Paul’s writing to Corinth is about compassion; the kind of compassion that exists when awareness is brought to a situation. The love he speaks of is the compassion that is available when conditioning is not ruling the day. It is the compassion that exists when judgment (either good or bad) is not present. It is a tall order to experience this love or to show this love to ourselves, because we are socially conditioned to beat ourselves up, to try to change ourselves, to judge ourselves, to hate ourselves.
Compassion does not rejoice in wrong doing or even right doing, rather it rejoices in the truth. The truth is that compassion is the only thing that will not end, it is the only thing that passes on once our bodies have died. It is what observes the world without judgment. It is our true nature.

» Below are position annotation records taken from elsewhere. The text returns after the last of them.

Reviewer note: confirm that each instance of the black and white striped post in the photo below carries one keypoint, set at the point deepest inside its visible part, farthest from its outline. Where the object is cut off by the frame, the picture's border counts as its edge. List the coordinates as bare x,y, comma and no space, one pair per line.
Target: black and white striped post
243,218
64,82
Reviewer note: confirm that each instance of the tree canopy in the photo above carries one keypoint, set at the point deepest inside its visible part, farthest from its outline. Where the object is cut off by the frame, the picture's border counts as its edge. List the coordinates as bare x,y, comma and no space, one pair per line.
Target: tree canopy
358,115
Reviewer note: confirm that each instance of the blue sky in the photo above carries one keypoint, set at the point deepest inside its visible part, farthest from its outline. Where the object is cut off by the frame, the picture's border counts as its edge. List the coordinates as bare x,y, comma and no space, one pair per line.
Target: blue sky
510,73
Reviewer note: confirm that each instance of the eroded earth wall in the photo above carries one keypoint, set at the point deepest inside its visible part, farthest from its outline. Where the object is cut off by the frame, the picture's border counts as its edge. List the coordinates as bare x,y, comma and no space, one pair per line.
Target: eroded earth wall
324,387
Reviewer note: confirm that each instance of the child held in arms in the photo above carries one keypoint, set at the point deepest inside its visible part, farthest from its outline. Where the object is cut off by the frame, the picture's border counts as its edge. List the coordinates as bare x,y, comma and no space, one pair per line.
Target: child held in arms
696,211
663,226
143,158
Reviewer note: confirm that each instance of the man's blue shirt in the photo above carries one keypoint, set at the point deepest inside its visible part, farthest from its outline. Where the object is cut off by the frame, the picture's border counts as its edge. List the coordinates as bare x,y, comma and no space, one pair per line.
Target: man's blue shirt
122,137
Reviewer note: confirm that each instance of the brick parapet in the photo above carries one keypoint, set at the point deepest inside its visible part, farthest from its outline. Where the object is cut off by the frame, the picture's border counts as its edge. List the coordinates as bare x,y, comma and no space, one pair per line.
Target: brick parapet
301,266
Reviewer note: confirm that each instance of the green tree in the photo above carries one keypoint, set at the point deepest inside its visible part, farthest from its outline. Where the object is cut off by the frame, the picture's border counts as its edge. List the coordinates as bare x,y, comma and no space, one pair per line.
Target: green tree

When we were children we knew this nature, we acted upon it, we rejoiced in it. Then social conditioning turned us into, “adults.” It helped us to become what society wanted us to become, not who we truly were. Therefore, we put an end to “childish ways,” and lost the magic of living.
Yet, even as adults, we still have within ourselves, burning brightly, the magic of who we truly are. But, like a dream that is hidden upon waking, you can’t quite catch its tail as it rounds a corner in your mind. You see it in a mirror dimly, but the reflection is fuzzy and it seems, well, almost unreal. Yet it is the most real thing that you have. It is the truth of who you are.
I may have prophetic powers. I may be brilliant and knowledgeable about intellectual things. I may lay claim to a faith that can move mountains. Yet, if I have given up my true nature, my compassion, my love, then I am nothing.